# Notebook showing how to use the functions

In [1]:
import warnings

warnings.filterwarnings("ignore")

import pandas as pd
import numpy as np

In [2]:
data = {'col_1': [3, 2, 1, 0], 'col_2': [4,5,6,np.nan], 'col_3': [4,5,6,np.nan]}
df = pd.DataFrame.from_dict(data)

In [3]:
print("Number of missing values col_2: ", df.col_2.isnull().sum())
print("Number of missing values col_3: ", df.col_3.isnull().sum())

Number of missing values col_2:  1
Number of missing values col_3:  1


In [4]:
# having the function in the notebook

# function to impute NaNs with mean value
def impute(series: pd.Series) -> pd.Series:
    mean = series.mean()
    return series.fillna(mean)

In [5]:
df["col_2"] = impute(df["col_2"])
print("Number of missing values col_2: ", df.col_2.isnull().sum())
print("Number of missing values col_3: ", df.col_3.isnull().sum())

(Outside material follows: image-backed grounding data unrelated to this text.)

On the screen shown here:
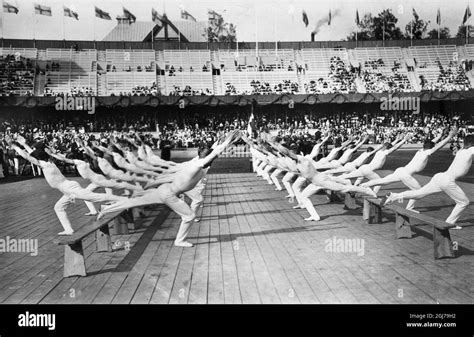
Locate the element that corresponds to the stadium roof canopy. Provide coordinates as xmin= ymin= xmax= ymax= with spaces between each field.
xmin=102 ymin=15 xmax=208 ymax=42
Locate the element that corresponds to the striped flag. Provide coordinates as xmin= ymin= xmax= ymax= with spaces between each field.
xmin=34 ymin=3 xmax=51 ymax=16
xmin=64 ymin=6 xmax=78 ymax=20
xmin=152 ymin=8 xmax=163 ymax=27
xmin=328 ymin=9 xmax=331 ymax=25
xmin=181 ymin=8 xmax=196 ymax=22
xmin=436 ymin=8 xmax=441 ymax=25
xmin=463 ymin=5 xmax=471 ymax=24
xmin=302 ymin=10 xmax=309 ymax=27
xmin=123 ymin=7 xmax=136 ymax=23
xmin=95 ymin=6 xmax=111 ymax=20
xmin=356 ymin=9 xmax=360 ymax=25
xmin=3 ymin=1 xmax=18 ymax=13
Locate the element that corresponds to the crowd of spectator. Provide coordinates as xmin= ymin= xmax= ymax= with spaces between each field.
xmin=0 ymin=54 xmax=35 ymax=96
xmin=420 ymin=61 xmax=471 ymax=92
xmin=362 ymin=59 xmax=414 ymax=93
xmin=169 ymin=85 xmax=212 ymax=96
xmin=305 ymin=56 xmax=357 ymax=94
xmin=43 ymin=86 xmax=95 ymax=97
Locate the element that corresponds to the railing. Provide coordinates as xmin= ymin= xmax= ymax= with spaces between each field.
xmin=2 ymin=38 xmax=474 ymax=52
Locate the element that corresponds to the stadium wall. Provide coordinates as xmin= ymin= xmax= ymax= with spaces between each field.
xmin=2 ymin=37 xmax=474 ymax=51
xmin=1 ymin=91 xmax=474 ymax=109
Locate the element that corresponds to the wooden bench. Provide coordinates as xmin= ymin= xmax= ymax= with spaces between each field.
xmin=363 ymin=197 xmax=383 ymax=224
xmin=363 ymin=198 xmax=456 ymax=259
xmin=325 ymin=190 xmax=357 ymax=209
xmin=55 ymin=209 xmax=138 ymax=278
xmin=385 ymin=204 xmax=456 ymax=259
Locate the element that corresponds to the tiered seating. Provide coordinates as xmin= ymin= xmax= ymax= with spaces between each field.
xmin=419 ymin=61 xmax=471 ymax=91
xmin=301 ymin=48 xmax=348 ymax=72
xmin=45 ymin=49 xmax=97 ymax=72
xmin=409 ymin=45 xmax=457 ymax=67
xmin=162 ymin=50 xmax=211 ymax=73
xmin=0 ymin=54 xmax=35 ymax=96
xmin=44 ymin=72 xmax=97 ymax=96
xmin=105 ymin=49 xmax=156 ymax=72
xmin=221 ymin=71 xmax=299 ymax=95
xmin=216 ymin=50 xmax=238 ymax=71
xmin=355 ymin=48 xmax=413 ymax=93
xmin=464 ymin=44 xmax=474 ymax=59
xmin=217 ymin=49 xmax=295 ymax=72
xmin=163 ymin=72 xmax=213 ymax=95
xmin=105 ymin=72 xmax=156 ymax=96
xmin=302 ymin=49 xmax=357 ymax=94
xmin=0 ymin=48 xmax=38 ymax=59
xmin=355 ymin=47 xmax=404 ymax=67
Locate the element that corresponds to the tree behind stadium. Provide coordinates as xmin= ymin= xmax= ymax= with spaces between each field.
xmin=346 ymin=9 xmax=404 ymax=41
xmin=208 ymin=16 xmax=237 ymax=43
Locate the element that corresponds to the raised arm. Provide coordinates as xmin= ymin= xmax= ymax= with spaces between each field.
xmin=45 ymin=148 xmax=75 ymax=165
xmin=15 ymin=135 xmax=35 ymax=153
xmin=353 ymin=136 xmax=368 ymax=151
xmin=93 ymin=144 xmax=115 ymax=156
xmin=12 ymin=145 xmax=41 ymax=167
xmin=429 ymin=126 xmax=458 ymax=154
xmin=341 ymin=136 xmax=355 ymax=148
xmin=197 ymin=130 xmax=240 ymax=168
xmin=386 ymin=134 xmax=409 ymax=155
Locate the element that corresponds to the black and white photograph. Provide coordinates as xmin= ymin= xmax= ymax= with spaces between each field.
xmin=0 ymin=0 xmax=473 ymax=336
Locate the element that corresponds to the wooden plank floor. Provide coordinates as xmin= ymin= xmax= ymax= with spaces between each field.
xmin=0 ymin=171 xmax=473 ymax=304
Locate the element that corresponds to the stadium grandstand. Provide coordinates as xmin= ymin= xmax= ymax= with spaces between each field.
xmin=1 ymin=40 xmax=474 ymax=97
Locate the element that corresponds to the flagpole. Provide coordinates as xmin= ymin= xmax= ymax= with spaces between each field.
xmin=62 ymin=2 xmax=66 ymax=41
xmin=255 ymin=4 xmax=258 ymax=71
xmin=274 ymin=5 xmax=278 ymax=68
xmin=382 ymin=20 xmax=385 ymax=47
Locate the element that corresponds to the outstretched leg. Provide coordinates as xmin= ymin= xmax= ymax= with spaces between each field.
xmin=385 ymin=176 xmax=442 ymax=205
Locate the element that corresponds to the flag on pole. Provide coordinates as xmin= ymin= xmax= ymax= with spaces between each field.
xmin=123 ymin=7 xmax=136 ymax=23
xmin=34 ymin=3 xmax=51 ymax=16
xmin=436 ymin=8 xmax=441 ymax=25
xmin=463 ymin=5 xmax=471 ymax=24
xmin=95 ymin=6 xmax=111 ymax=20
xmin=208 ymin=9 xmax=221 ymax=23
xmin=64 ymin=6 xmax=78 ymax=20
xmin=328 ymin=9 xmax=332 ymax=25
xmin=302 ymin=10 xmax=308 ymax=27
xmin=3 ymin=1 xmax=18 ymax=13
xmin=355 ymin=9 xmax=360 ymax=25
xmin=152 ymin=8 xmax=163 ymax=27
xmin=181 ymin=8 xmax=196 ymax=22
xmin=412 ymin=8 xmax=419 ymax=20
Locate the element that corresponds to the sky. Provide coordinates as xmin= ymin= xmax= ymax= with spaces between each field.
xmin=0 ymin=0 xmax=472 ymax=42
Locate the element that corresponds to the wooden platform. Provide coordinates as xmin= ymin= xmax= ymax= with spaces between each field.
xmin=0 ymin=172 xmax=473 ymax=304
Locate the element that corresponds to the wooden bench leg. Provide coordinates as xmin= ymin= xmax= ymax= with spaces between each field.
xmin=368 ymin=202 xmax=382 ymax=224
xmin=64 ymin=241 xmax=86 ymax=277
xmin=344 ymin=192 xmax=357 ymax=209
xmin=95 ymin=224 xmax=112 ymax=252
xmin=114 ymin=214 xmax=130 ymax=235
xmin=433 ymin=227 xmax=455 ymax=259
xmin=363 ymin=198 xmax=370 ymax=220
xmin=326 ymin=190 xmax=342 ymax=203
xmin=130 ymin=208 xmax=143 ymax=230
xmin=395 ymin=214 xmax=412 ymax=239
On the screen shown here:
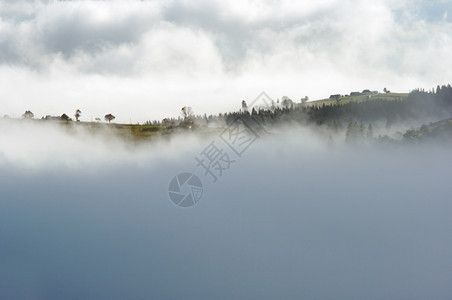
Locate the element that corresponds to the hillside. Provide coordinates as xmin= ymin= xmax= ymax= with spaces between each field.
xmin=306 ymin=92 xmax=408 ymax=107
xmin=4 ymin=85 xmax=451 ymax=144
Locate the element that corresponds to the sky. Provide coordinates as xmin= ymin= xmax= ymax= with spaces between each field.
xmin=1 ymin=120 xmax=452 ymax=299
xmin=0 ymin=0 xmax=451 ymax=123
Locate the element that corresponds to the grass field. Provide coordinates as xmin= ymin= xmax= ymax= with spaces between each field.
xmin=8 ymin=119 xmax=170 ymax=140
xmin=75 ymin=123 xmax=171 ymax=140
xmin=303 ymin=92 xmax=409 ymax=107
xmin=9 ymin=118 xmax=225 ymax=141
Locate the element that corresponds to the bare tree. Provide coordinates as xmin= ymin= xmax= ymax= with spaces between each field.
xmin=104 ymin=114 xmax=115 ymax=123
xmin=181 ymin=106 xmax=193 ymax=120
xmin=75 ymin=109 xmax=81 ymax=122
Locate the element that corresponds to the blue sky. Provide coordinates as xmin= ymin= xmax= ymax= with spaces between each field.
xmin=0 ymin=0 xmax=451 ymax=122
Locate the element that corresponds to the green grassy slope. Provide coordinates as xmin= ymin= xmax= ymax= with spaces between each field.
xmin=304 ymin=92 xmax=408 ymax=107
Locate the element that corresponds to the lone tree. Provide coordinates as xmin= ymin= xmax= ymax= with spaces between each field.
xmin=181 ymin=106 xmax=193 ymax=120
xmin=22 ymin=110 xmax=34 ymax=119
xmin=104 ymin=114 xmax=115 ymax=123
xmin=241 ymin=100 xmax=248 ymax=111
xmin=75 ymin=109 xmax=81 ymax=122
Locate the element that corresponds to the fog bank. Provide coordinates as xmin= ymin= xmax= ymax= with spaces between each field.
xmin=0 ymin=121 xmax=451 ymax=299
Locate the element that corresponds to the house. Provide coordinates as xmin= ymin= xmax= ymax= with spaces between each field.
xmin=43 ymin=114 xmax=71 ymax=121
xmin=44 ymin=115 xmax=61 ymax=121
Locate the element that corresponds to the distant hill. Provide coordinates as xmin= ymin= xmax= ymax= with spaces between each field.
xmin=305 ymin=92 xmax=408 ymax=107
xmin=4 ymin=84 xmax=451 ymax=144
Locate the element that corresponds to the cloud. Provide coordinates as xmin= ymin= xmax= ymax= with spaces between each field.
xmin=0 ymin=0 xmax=451 ymax=122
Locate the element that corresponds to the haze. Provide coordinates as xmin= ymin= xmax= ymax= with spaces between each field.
xmin=1 ymin=120 xmax=452 ymax=299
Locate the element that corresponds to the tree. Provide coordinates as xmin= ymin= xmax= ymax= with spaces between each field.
xmin=301 ymin=96 xmax=309 ymax=103
xmin=281 ymin=96 xmax=293 ymax=109
xmin=95 ymin=117 xmax=101 ymax=122
xmin=367 ymin=123 xmax=373 ymax=139
xmin=22 ymin=110 xmax=34 ymax=119
xmin=181 ymin=106 xmax=193 ymax=120
xmin=359 ymin=122 xmax=365 ymax=137
xmin=162 ymin=118 xmax=174 ymax=127
xmin=241 ymin=100 xmax=248 ymax=111
xmin=75 ymin=109 xmax=81 ymax=122
xmin=346 ymin=121 xmax=360 ymax=143
xmin=104 ymin=114 xmax=115 ymax=123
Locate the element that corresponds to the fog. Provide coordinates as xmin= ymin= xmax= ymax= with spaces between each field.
xmin=1 ymin=120 xmax=451 ymax=299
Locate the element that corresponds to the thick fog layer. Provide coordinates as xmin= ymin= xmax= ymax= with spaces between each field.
xmin=1 ymin=121 xmax=451 ymax=299
xmin=1 ymin=0 xmax=452 ymax=122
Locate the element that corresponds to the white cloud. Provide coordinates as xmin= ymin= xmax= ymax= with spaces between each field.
xmin=0 ymin=0 xmax=451 ymax=122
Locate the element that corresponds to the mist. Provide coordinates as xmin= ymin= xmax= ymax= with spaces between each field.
xmin=1 ymin=120 xmax=451 ymax=299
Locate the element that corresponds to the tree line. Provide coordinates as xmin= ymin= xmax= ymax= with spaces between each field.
xmin=15 ymin=109 xmax=117 ymax=123
xmin=147 ymin=85 xmax=452 ymax=131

Number of missing values col_2:  0
Number of missing values col_3:  1


### After data cleaning step

Move functions to python scripts, and then also update the notebook to call the functions. This will greatly reduce the copy pasting.. especially when you have more notebooks in larger projects

In [6]:
# calling the function from the script
# as the notebook is in the same folder the import doesn't need scripts.data_preprocessing
from data_processing import impute_mean
df["col_3"] = impute_mean(df["col_3"])
print("Number of missing values col_2: ", df.col_2.isnull().sum())
print("Number of missing values col_3: ", df.col_3.isnull().sum())

Number of missing values col_2:  0
Number of missing values col_3:  0